The outcome of such a scenario is creating or extending the post-sprint stabilization phase, where developers need to test and redo integration points. This gets expensive. Naturally, this is also very frustrating to developers and testers.

Before CI

Continuous integration in Agile changes that. The team integrates increments from the main tree continuously. Using test automation, they are able to ensure the integration actually works.

Each sprint finishes on time and within the defined quality expectation. This shrinks the stabilization phase, possibly enabling you to get rid of it altogether. In a CI process the ideal would be a working product at the end of each sprint, maybe even each day.

After CI

[Related Blog: The Keys to a Strong CI/CD Pipeline]

Continuous Testing (CT) in Agile

Continuous testing in Agile is the process of automating test activities into every commit. It’s also sometimes called Continuous Quality. Continuous testing (CT) enables the promise of Agile. 

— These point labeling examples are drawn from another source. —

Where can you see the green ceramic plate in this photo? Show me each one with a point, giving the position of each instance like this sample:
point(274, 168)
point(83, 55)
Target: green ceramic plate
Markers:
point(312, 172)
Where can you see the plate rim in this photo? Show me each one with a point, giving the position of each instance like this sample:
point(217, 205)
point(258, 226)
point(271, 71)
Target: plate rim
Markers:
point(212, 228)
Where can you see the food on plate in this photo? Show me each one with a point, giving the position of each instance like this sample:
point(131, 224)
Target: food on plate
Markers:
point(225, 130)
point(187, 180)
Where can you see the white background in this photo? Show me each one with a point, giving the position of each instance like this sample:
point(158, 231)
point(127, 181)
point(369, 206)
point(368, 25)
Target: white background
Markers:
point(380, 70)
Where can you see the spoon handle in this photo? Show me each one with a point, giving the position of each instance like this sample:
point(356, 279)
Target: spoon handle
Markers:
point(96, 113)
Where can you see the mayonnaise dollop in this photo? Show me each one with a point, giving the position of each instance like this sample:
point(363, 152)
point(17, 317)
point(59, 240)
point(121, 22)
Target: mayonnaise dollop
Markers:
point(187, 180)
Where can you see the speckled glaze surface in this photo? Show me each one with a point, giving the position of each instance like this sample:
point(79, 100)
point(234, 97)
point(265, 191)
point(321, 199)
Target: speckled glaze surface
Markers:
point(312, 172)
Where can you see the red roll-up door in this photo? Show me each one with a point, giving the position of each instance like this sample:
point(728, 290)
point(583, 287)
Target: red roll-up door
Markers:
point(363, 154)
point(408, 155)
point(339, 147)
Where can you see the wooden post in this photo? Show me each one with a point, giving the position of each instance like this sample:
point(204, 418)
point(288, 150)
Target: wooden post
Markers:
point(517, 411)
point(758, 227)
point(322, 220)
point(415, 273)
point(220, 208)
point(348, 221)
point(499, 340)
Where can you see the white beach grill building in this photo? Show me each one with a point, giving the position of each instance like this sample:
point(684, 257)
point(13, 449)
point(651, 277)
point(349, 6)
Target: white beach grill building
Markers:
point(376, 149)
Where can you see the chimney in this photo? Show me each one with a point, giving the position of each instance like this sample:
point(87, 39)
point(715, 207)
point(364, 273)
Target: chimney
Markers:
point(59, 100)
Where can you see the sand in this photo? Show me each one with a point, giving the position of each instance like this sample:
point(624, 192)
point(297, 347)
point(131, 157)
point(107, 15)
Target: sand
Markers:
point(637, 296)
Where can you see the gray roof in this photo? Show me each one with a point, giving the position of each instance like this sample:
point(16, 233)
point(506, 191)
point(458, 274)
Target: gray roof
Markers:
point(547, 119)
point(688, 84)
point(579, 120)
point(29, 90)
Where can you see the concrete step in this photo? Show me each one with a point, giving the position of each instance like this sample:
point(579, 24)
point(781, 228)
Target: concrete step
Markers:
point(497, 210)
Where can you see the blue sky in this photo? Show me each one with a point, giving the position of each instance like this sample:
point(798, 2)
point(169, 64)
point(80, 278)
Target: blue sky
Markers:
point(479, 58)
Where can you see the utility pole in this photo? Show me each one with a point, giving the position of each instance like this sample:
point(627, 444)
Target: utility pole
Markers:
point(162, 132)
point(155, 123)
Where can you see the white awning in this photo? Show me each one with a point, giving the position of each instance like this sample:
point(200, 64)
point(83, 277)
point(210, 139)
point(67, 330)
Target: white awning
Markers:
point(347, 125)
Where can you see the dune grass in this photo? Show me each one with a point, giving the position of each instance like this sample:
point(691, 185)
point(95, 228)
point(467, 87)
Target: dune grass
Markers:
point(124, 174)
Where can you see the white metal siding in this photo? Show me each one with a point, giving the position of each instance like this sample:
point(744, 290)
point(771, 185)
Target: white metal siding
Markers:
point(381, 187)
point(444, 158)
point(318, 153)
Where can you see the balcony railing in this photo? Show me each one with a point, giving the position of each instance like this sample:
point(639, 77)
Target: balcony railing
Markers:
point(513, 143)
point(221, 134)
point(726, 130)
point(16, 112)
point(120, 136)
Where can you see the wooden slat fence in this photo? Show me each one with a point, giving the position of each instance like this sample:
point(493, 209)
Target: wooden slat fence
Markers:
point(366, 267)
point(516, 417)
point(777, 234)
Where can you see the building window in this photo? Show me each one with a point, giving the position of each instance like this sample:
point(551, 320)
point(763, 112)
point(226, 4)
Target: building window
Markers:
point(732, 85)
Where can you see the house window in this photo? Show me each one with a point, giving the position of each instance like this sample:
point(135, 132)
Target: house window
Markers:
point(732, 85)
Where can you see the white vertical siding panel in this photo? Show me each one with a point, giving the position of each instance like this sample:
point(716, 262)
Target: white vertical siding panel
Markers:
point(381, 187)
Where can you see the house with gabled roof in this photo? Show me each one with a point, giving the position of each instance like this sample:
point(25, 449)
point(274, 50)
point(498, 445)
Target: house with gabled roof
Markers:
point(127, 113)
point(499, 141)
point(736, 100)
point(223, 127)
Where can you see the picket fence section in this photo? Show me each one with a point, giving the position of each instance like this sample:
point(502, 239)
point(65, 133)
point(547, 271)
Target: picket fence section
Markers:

Teams are looking at CT because developers spend precious time fixing a bug for code that was written long ago.

In order to fix the bug, they first need to remind themselves of which code it was, undo code that was written on top of it, and retest. It’s an extensive effort.

Testing should take place every commit, every few hours, nightly, and weekly. This is the type of testing that increases confidence in the application quality and drives team efficiency.

[Related Blog: What Is Continuous Testing?]

Continuous Delivery (CD) in Agile

Continuous delivery in Agile is the practice of automating all processes leading up to deployment. Thus, continuous delivery takes Agile through to its conclusion. 

Continuous delivery includes many steps, such as validating the quality of the build in the previous environment (e.g., dev environment), promoting to staging, etc. These steps, done manually, can take significant effort and time. Using cloud technologies and proper orchestration, they can be automated.

Continuous Delivery vs Continuous Deployment

As opposed to continuous delivery, continuous deployment takes agility to the next level.

The working assumptions are that:

  1. The code is working at any point in time (for example, developers must check their code before they commit).
  2. A significant amount of testing is done automatically, such that we have confidence the build is solid.

That level of test and orchestration automation is difficult to find, but some Agile SaaS organizations are certainly benefitting from this approach.

To complete an efficient CD process you need to ensure you have a monitoring dashboard for your production environment in place. This helps you eliminate performance bottlenecks and respond fast to issues.